As of Friday's report, nine patients at LRH were positive for COVID-19. The hospital has admitted 94 COVID-19 patients since March.

Research and development

Information from Iowa State University said both the Pfizer and Moderna vaccines are part of a new class of vaccines called mRNA vaccines. David Verhoeven, an assistant professor of veterinary microbiology and preventative medicine at ISU, has expertise on mRNA vaccines, according to the university. He said, while traditional vaccines prompt viral immunity within cells, mRNA vaccines seem to spur immunity in a patient's bodily fluids as well as their cells.

As of Monday, Burke said local health officials weren't sure if they'll be receiving vaccines from both Moderan and Pfizer in the future. The two vaccines require different storage temperatures. Pfizer's needs to be ultra-frozen or stored with dry ice. Burke said LRH has one ultra-frozen unit hand, and she said the Moderna doses can be stored in her department's normal freezer and refrigeration units.

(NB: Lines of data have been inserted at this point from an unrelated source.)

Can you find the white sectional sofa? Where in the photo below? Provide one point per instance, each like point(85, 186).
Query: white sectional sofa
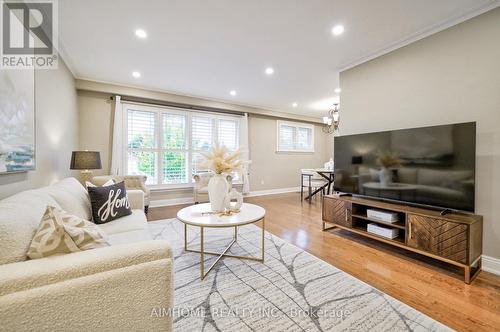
point(108, 289)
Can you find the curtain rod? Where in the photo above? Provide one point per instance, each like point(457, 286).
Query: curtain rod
point(178, 105)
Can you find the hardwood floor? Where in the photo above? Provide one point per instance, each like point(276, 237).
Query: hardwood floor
point(413, 279)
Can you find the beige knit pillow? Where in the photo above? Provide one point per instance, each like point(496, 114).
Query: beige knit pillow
point(62, 233)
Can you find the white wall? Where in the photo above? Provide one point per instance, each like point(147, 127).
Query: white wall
point(450, 77)
point(269, 169)
point(56, 131)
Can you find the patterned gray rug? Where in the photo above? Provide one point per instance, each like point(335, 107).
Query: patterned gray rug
point(291, 291)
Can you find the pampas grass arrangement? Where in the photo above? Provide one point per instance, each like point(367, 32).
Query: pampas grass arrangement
point(220, 160)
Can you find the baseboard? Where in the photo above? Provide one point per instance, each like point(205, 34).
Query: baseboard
point(171, 201)
point(190, 200)
point(491, 264)
point(272, 191)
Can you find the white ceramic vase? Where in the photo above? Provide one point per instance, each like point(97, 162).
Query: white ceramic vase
point(385, 177)
point(217, 191)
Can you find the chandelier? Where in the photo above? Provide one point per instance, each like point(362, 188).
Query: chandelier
point(332, 121)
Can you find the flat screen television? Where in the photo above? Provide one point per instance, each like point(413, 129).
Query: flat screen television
point(429, 166)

Research teams at both Iowa State University and the University of Iowa are developing needle-free, single-dose nanovaccines that would not require refrigeration. Iowa State's Nanovaccine Institute received $2 million in federal funding as part of the Coronavirus Aid, Relief and Economic Security or CARES Act, according to information from the university. Information about the project said the nanoparticles about 300 billionths of a meter wide are made with biodegradable polymers and would be used in a nasal spray to trigger an immune response.

"While it is wonderful that there are several first generation COVID-19 vaccines that will become available soon, there are multiple opportunities for improved next generation vaccines, in terms of their ability to induce long-lived protective immunity, prevent transmission and be stored at room temperature for long periods of time," Balaji Narasimhan, director of the Nanovaccine Institute, said. "Nanovaccines can provide these important advancements in the next phase of our fight against COVID-19."